Diocesan News

Remembering a Gottscheer Matriarch: Lorraine Meditz

Lorraine Meditz in her family’s Ridgewood home on her wedding day in 1963.

RIDGEWOOD — Just days before what would have been her 82nd birthday, I prayed for my late grandmother’s soul at the Gottscheer Memorial Mass while reporting on the faith-filled traditions of our ancestors. 

Lorraine Meditz (neé Kump) lost her battle to cancer on May 22, 2025. Every day, she emulated the Blessed Mother as the matriarch of her family. She was a woman of faith and a proud Gottscheer. 

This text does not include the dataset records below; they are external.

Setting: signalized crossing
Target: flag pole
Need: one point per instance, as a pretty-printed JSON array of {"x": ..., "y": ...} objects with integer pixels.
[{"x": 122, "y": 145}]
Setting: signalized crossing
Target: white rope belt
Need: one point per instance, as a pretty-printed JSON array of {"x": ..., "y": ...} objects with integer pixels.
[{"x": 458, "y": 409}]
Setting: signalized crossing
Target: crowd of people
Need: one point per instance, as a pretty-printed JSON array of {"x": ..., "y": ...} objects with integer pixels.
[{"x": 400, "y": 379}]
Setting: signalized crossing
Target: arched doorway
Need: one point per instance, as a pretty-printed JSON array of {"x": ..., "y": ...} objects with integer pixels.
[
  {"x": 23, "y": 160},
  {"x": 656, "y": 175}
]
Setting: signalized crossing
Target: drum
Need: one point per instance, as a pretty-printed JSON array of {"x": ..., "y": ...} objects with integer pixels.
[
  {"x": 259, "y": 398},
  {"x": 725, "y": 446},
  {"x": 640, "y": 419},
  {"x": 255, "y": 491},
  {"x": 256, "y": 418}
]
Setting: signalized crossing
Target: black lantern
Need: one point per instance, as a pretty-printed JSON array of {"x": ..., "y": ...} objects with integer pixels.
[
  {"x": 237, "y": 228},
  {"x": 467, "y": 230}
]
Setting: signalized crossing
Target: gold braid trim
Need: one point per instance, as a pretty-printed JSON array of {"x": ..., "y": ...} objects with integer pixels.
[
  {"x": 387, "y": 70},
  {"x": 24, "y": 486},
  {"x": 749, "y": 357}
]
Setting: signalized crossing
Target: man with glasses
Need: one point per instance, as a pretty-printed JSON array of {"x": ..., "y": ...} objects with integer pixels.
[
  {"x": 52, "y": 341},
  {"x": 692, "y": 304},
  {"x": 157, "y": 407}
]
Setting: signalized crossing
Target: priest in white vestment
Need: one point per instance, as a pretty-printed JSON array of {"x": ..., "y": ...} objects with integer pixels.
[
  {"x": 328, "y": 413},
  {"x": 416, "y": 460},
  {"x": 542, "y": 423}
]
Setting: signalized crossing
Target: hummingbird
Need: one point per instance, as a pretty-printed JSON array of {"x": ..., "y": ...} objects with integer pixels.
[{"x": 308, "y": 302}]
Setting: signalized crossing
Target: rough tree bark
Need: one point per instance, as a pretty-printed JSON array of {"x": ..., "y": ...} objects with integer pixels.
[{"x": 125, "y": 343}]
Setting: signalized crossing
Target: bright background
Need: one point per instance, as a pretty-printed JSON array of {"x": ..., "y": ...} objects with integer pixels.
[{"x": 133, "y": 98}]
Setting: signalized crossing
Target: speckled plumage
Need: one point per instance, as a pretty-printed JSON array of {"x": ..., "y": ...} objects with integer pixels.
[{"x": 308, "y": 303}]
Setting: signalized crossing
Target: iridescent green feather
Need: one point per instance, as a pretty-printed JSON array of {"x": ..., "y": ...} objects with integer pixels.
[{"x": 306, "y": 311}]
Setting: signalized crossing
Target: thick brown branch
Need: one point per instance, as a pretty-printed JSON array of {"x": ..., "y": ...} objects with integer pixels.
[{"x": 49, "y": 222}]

Lorraine and her cousin, Eddie, with their accordions. Her father, Joseph Kump, played the accordion for a living and kept the tradition alive at home.

Although she was born in Ridgewood, Queens, her parents, Joseph and Mary Kump, immigrated from the Gottscheer towns of Reichenau and Schalkendorf, located in what is now Slovenia. They arrived in New York before World War II, hoping for stability their homeland couldn’t offer. 

The young couple and their only daughter initially lived in an apartment on Onderdonk Avenue, directly above the original location of Morscher’s Pork Store — the Gottscheer-owned butcher shop had served the community for over 70 years before closing in 2024. 

“Her life was very simple. They didn’t have much money,” her daughter and my aunt, Carol Meditz, recalled. “She was the daughter of immigrants, and so she kept those traditions going throughout her life.” 

At home, they spoke Gottscheerish, making Lorraine one of the last surviving native speakers of the language.  

The family regularly mailed care packages with food, clothing, and essentials back home in war-torn Gottschee.  

“When they finally managed to leave Europe and arrived here by boat, they looked like skeletons — completely malnourished,” Carol said. “My grandmother said, ‘We sent you food and clothes, why are you wearing rags?’ and my uncle said, ‘This is all they gave us.’ One soldier even handed him a toothbrush and said, ‘This is all your family sent you.’ ” 

Despite the hardships, the Kumps prioritized sending their daughter to Catholic schools. 

Lorraine attended St. Aloysius School in the family’s home parish before they purchased their new home and became parishioners of St. Matthias Church. She continued her education at All Saints Catholic High School, where she acquired the secretarial skills that would shape her professional life. 

Lorraine and Josef Meditz were married at St. Matthias Church in Ridgewood, Queens.

In 1963, she married Josef Meditz, a Gottscheer immigrant who arrived in the U.S. as a displaced person after the war. They met on a bus headed to the annual Gottscheer Treffen in Cleveland, Ohio. 

When Josef died of cancer, Lorraine was widowed at just 38 with her two children, Carol and Steven, my father. 

“She said, ‘I have two children to support. I can’t fall apart,’ ” Carol recalled.  

She returned to work, eventually becoming a respected executive secretary at Ridgewood Savings Bank toward the end of her career. 

Lorraine struggled with faith after her husband’s death, but she eventually returned to the Church. In her final months, the Eucharist brought her peace. 

And she lived to see something that made her especially proud — her granddaughter’s byline in the newspaper she anxiously awaited to read each week. 

As her name was read aloud at the Gottscheer Memorial Mass, I remembered that I carry her with me in every story I write, proud to continue a legacy she helped shape. 

Lorraine Meditz and her granddaughter, Jessica, dancing at Gottscheer Hall sometime in the early 2000s. We danced together often and would practice in her kitchen.